‘The University Is a Site of Struggle’—A Roundtable with Faculty Organizers on Repression and Resistance on US Campuses

Andrew Ross: Let me begin on a personal note. My employer, when it’s not calling the NYPD to arrest me and my colleagues and students, is always actively encouraging me to retire. Last summer, NYU offered a sweet retirement package, and I thought long and hard about taking it. Everyone was saying it’s a good time to get out of higher education, especially younger faculty of color who have wondered what they’re getting themselves into over the last two and a half years. After some agonizing, I realized it’s also a very good time to stay in higher education because, if there’s one thing I’ve learned in 43 years of full-time teaching, the university is not a site of truth but a site of struggle. Everything that we build, everything that we value, everything that we build of value has come about as a result of struggle, and that requires constant vigilance and maintenance work to preserve. So I decided to stay in the struggle, largely because of the upsurge of campus-based organizing over the last two and a half years.

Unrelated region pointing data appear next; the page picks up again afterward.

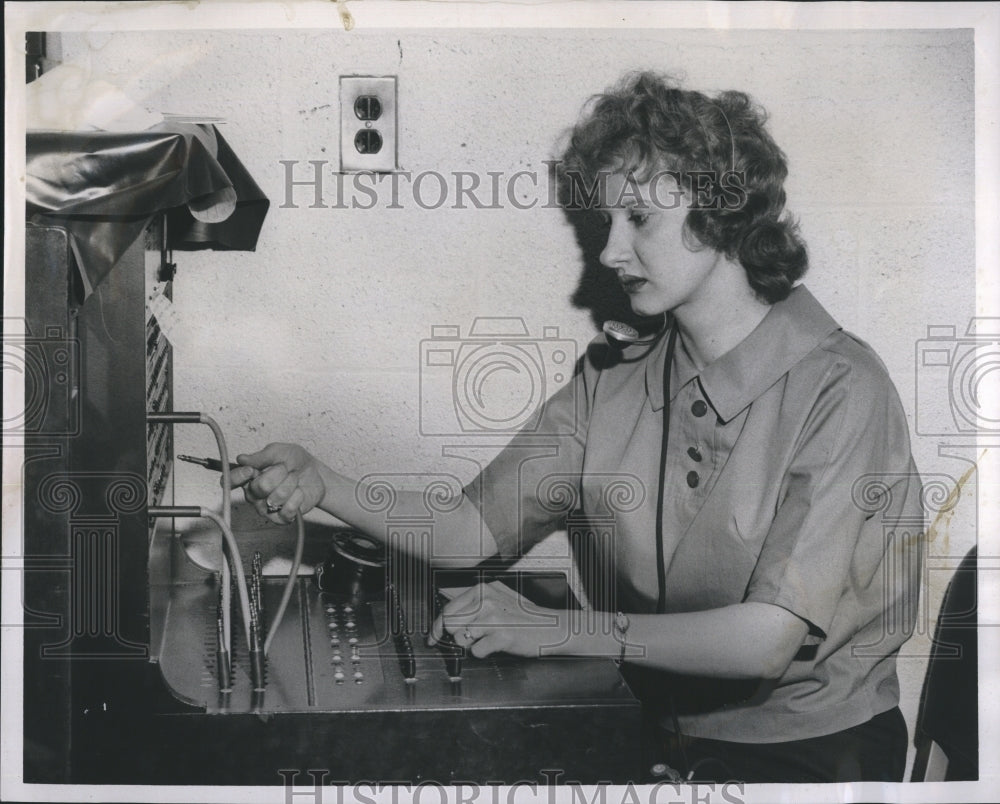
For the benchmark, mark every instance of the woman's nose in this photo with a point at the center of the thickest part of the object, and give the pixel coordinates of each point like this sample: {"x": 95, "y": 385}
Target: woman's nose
{"x": 618, "y": 249}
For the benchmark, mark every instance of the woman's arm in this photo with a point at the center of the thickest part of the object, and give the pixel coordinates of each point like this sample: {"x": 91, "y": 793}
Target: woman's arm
{"x": 288, "y": 476}
{"x": 741, "y": 641}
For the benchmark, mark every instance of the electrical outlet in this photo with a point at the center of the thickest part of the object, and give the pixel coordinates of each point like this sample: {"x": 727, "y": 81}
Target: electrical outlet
{"x": 368, "y": 123}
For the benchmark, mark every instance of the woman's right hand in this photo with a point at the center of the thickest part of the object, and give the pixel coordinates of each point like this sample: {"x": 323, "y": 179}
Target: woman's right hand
{"x": 281, "y": 481}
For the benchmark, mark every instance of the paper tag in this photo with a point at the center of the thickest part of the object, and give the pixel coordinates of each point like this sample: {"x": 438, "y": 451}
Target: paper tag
{"x": 166, "y": 315}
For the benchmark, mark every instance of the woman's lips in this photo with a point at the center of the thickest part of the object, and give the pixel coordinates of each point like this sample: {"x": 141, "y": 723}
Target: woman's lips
{"x": 631, "y": 284}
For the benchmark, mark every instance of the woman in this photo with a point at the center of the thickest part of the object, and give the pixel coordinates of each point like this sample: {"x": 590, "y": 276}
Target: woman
{"x": 760, "y": 592}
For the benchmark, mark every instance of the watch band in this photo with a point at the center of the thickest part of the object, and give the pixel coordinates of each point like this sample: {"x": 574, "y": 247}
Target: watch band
{"x": 620, "y": 629}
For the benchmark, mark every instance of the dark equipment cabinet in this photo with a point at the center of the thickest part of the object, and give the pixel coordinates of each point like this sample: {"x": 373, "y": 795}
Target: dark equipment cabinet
{"x": 88, "y": 473}
{"x": 104, "y": 585}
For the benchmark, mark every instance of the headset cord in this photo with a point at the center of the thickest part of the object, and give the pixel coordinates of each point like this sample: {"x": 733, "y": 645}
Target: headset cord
{"x": 661, "y": 572}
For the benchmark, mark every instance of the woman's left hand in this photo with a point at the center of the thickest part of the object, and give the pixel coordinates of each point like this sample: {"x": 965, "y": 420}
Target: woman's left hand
{"x": 492, "y": 618}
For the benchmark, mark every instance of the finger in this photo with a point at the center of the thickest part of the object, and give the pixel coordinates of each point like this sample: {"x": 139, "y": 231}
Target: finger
{"x": 293, "y": 505}
{"x": 268, "y": 480}
{"x": 281, "y": 493}
{"x": 240, "y": 476}
{"x": 270, "y": 455}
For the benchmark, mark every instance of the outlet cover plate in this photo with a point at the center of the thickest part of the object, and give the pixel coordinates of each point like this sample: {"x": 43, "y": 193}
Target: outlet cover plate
{"x": 353, "y": 87}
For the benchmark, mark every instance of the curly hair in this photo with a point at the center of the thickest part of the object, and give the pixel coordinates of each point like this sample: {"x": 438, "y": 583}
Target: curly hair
{"x": 718, "y": 148}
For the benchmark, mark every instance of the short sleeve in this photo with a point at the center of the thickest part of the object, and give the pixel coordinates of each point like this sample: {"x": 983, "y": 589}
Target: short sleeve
{"x": 826, "y": 544}
{"x": 512, "y": 494}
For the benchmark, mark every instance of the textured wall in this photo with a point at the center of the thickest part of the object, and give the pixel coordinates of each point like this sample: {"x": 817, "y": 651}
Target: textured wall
{"x": 316, "y": 336}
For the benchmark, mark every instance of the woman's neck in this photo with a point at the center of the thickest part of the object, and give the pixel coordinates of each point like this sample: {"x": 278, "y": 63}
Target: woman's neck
{"x": 716, "y": 328}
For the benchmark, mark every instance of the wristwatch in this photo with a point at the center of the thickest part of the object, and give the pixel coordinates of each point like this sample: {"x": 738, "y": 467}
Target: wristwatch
{"x": 620, "y": 628}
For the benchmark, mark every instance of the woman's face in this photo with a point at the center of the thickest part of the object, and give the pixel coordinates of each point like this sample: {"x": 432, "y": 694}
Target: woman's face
{"x": 646, "y": 247}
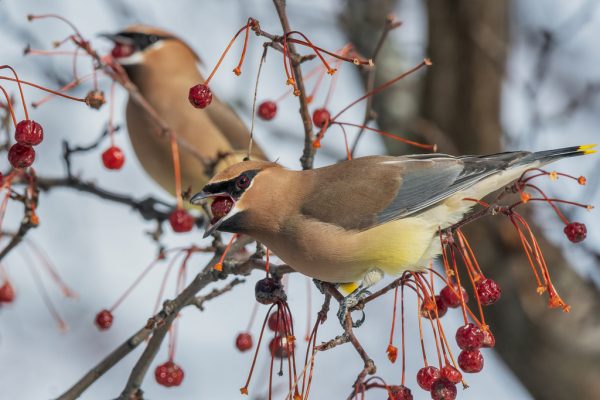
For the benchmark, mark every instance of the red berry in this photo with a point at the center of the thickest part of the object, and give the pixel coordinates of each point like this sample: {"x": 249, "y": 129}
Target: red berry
{"x": 122, "y": 50}
{"x": 267, "y": 110}
{"x": 200, "y": 95}
{"x": 452, "y": 298}
{"x": 399, "y": 392}
{"x": 168, "y": 374}
{"x": 575, "y": 231}
{"x": 279, "y": 347}
{"x": 451, "y": 373}
{"x": 321, "y": 117}
{"x": 243, "y": 341}
{"x": 426, "y": 376}
{"x": 470, "y": 361}
{"x": 21, "y": 156}
{"x": 113, "y": 158}
{"x": 7, "y": 293}
{"x": 29, "y": 132}
{"x": 488, "y": 291}
{"x": 443, "y": 389}
{"x": 181, "y": 221}
{"x": 427, "y": 311}
{"x": 489, "y": 341}
{"x": 469, "y": 337}
{"x": 104, "y": 320}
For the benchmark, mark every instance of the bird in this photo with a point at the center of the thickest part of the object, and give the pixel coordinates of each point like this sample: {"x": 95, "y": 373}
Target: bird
{"x": 163, "y": 68}
{"x": 352, "y": 222}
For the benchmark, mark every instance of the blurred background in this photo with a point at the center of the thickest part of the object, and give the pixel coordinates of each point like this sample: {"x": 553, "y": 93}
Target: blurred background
{"x": 506, "y": 75}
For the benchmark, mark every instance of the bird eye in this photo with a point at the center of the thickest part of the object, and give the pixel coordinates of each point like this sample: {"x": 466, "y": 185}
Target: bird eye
{"x": 242, "y": 182}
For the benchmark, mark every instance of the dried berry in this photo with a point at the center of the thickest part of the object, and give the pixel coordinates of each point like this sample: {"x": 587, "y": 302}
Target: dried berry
{"x": 113, "y": 158}
{"x": 29, "y": 132}
{"x": 575, "y": 231}
{"x": 243, "y": 341}
{"x": 470, "y": 361}
{"x": 426, "y": 376}
{"x": 488, "y": 291}
{"x": 267, "y": 110}
{"x": 200, "y": 95}
{"x": 181, "y": 221}
{"x": 21, "y": 156}
{"x": 168, "y": 374}
{"x": 469, "y": 337}
{"x": 104, "y": 320}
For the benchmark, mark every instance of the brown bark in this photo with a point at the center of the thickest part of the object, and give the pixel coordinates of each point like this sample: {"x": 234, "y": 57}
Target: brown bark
{"x": 556, "y": 355}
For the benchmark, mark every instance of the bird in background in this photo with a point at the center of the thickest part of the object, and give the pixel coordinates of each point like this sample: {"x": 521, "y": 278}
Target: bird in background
{"x": 352, "y": 222}
{"x": 164, "y": 67}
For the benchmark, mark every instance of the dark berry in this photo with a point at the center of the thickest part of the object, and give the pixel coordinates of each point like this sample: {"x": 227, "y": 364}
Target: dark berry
{"x": 104, "y": 320}
{"x": 280, "y": 347}
{"x": 469, "y": 337}
{"x": 488, "y": 291}
{"x": 321, "y": 117}
{"x": 29, "y": 132}
{"x": 429, "y": 310}
{"x": 426, "y": 376}
{"x": 443, "y": 389}
{"x": 113, "y": 158}
{"x": 451, "y": 373}
{"x": 575, "y": 231}
{"x": 267, "y": 110}
{"x": 399, "y": 392}
{"x": 452, "y": 298}
{"x": 200, "y": 95}
{"x": 7, "y": 293}
{"x": 269, "y": 291}
{"x": 243, "y": 341}
{"x": 21, "y": 156}
{"x": 470, "y": 361}
{"x": 181, "y": 221}
{"x": 168, "y": 374}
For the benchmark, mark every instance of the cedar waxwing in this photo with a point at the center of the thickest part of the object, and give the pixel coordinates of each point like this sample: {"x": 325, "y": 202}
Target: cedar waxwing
{"x": 357, "y": 220}
{"x": 164, "y": 68}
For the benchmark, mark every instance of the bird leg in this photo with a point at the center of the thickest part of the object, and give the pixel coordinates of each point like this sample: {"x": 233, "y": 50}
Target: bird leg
{"x": 371, "y": 277}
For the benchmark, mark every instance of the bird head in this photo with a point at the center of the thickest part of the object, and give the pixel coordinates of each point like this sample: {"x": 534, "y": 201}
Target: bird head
{"x": 231, "y": 191}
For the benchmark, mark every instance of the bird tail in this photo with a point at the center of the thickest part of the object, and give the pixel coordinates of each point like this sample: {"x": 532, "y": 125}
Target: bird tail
{"x": 548, "y": 156}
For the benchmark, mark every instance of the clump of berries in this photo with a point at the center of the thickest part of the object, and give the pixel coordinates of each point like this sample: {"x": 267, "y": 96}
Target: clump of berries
{"x": 28, "y": 133}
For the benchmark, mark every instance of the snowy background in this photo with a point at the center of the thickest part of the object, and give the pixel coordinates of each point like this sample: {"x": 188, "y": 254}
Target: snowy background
{"x": 101, "y": 247}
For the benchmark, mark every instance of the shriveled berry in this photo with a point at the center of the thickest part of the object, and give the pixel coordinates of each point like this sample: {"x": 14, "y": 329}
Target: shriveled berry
{"x": 489, "y": 341}
{"x": 267, "y": 110}
{"x": 488, "y": 291}
{"x": 181, "y": 221}
{"x": 200, "y": 95}
{"x": 169, "y": 374}
{"x": 29, "y": 132}
{"x": 104, "y": 320}
{"x": 113, "y": 158}
{"x": 243, "y": 341}
{"x": 470, "y": 361}
{"x": 399, "y": 392}
{"x": 452, "y": 298}
{"x": 443, "y": 389}
{"x": 7, "y": 293}
{"x": 575, "y": 231}
{"x": 451, "y": 373}
{"x": 269, "y": 291}
{"x": 469, "y": 337}
{"x": 426, "y": 376}
{"x": 321, "y": 117}
{"x": 428, "y": 310}
{"x": 281, "y": 347}
{"x": 21, "y": 156}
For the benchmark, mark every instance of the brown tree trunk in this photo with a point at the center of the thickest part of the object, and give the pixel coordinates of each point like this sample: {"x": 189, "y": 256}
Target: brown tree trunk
{"x": 556, "y": 355}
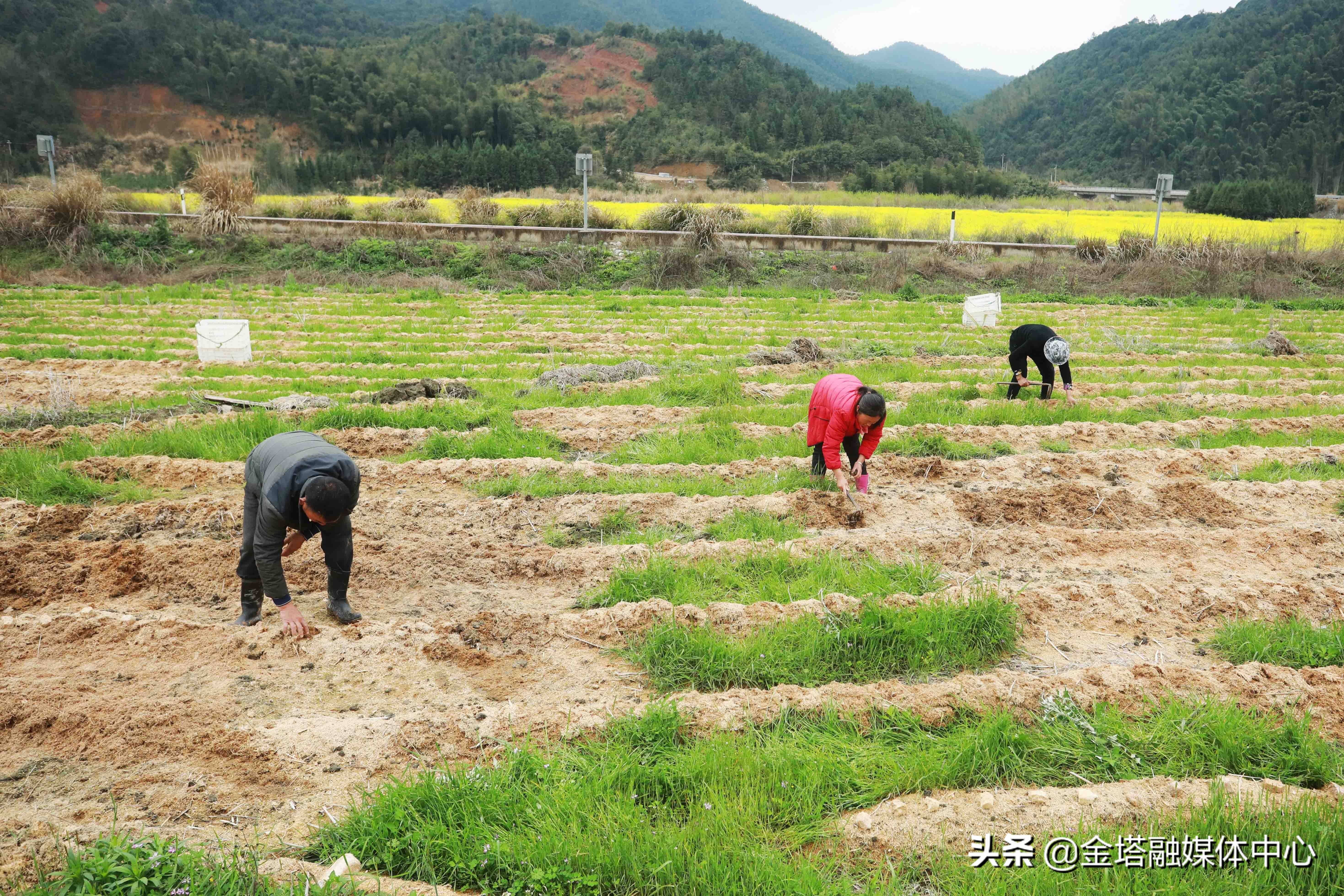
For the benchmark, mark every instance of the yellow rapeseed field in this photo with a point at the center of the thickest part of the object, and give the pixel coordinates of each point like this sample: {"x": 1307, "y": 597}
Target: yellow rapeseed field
{"x": 1040, "y": 225}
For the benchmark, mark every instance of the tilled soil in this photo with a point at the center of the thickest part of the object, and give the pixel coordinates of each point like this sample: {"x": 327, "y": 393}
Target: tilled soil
{"x": 126, "y": 691}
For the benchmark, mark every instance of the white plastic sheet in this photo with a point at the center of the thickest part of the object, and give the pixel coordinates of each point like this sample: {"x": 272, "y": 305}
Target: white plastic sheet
{"x": 982, "y": 311}
{"x": 224, "y": 340}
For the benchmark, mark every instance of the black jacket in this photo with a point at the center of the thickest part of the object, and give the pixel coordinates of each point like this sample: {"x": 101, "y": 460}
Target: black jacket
{"x": 277, "y": 471}
{"x": 1029, "y": 342}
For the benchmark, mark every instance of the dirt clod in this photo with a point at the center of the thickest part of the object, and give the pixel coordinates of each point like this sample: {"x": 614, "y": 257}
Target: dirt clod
{"x": 408, "y": 391}
{"x": 800, "y": 351}
{"x": 1280, "y": 344}
{"x": 574, "y": 374}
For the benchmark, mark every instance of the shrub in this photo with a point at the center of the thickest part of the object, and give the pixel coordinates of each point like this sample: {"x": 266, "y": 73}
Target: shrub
{"x": 1132, "y": 246}
{"x": 412, "y": 202}
{"x": 570, "y": 214}
{"x": 474, "y": 209}
{"x": 530, "y": 217}
{"x": 1091, "y": 249}
{"x": 1253, "y": 199}
{"x": 803, "y": 221}
{"x": 667, "y": 217}
{"x": 225, "y": 198}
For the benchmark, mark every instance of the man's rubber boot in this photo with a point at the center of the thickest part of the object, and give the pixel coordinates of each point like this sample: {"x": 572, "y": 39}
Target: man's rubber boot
{"x": 336, "y": 602}
{"x": 253, "y": 596}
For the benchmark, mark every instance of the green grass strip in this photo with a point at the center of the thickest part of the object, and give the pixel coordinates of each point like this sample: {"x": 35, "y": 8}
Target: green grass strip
{"x": 549, "y": 485}
{"x": 505, "y": 441}
{"x": 878, "y": 643}
{"x": 229, "y": 440}
{"x": 941, "y": 447}
{"x": 1320, "y": 824}
{"x": 755, "y": 526}
{"x": 1244, "y": 436}
{"x": 720, "y": 443}
{"x": 648, "y": 808}
{"x": 151, "y": 866}
{"x": 1292, "y": 641}
{"x": 764, "y": 576}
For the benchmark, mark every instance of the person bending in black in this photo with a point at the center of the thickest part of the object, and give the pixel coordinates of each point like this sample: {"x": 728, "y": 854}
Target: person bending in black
{"x": 1043, "y": 346}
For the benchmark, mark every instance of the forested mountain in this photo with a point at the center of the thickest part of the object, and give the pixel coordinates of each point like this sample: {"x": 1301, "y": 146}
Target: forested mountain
{"x": 1255, "y": 92}
{"x": 931, "y": 64}
{"x": 456, "y": 103}
{"x": 783, "y": 40}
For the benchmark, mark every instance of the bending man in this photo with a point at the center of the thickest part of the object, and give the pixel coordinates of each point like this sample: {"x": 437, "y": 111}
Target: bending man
{"x": 303, "y": 483}
{"x": 843, "y": 410}
{"x": 1043, "y": 346}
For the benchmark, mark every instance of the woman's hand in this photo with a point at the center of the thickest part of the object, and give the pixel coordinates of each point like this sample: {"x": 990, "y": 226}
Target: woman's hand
{"x": 292, "y": 621}
{"x": 293, "y": 542}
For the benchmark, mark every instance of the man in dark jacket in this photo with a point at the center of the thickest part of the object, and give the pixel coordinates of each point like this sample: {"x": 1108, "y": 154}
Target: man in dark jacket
{"x": 296, "y": 482}
{"x": 1042, "y": 346}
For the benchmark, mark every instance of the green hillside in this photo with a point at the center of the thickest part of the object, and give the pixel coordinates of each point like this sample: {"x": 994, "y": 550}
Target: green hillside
{"x": 783, "y": 40}
{"x": 924, "y": 62}
{"x": 445, "y": 104}
{"x": 1255, "y": 92}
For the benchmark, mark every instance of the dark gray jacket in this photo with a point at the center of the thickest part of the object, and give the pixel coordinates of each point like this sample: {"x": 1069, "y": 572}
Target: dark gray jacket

Membership in the AAUP—the newly proactive AAUP—has skyrocketed. The FSJP national network came together very rapidly [after October 2023], with more than 130 chapters registered after only a few months. Nothing like it existed before, and there have emerged other networks against campus repression, like the Coalition for Action in Higher Education (CAHE), Scholars for Social Justice and, I would also mention, the formation of Higher Education Labor United (HELU). There are some overlapping constituencies among those networks and some scholar-activists have been doing double and triple duty. But I feel that the strength and depth of this kind of campus organizing is really impressive. In many ways, faculty, for the first time in higher ed, have been at the forefront, albeit with the thinnest participation from the senior tenured ranks.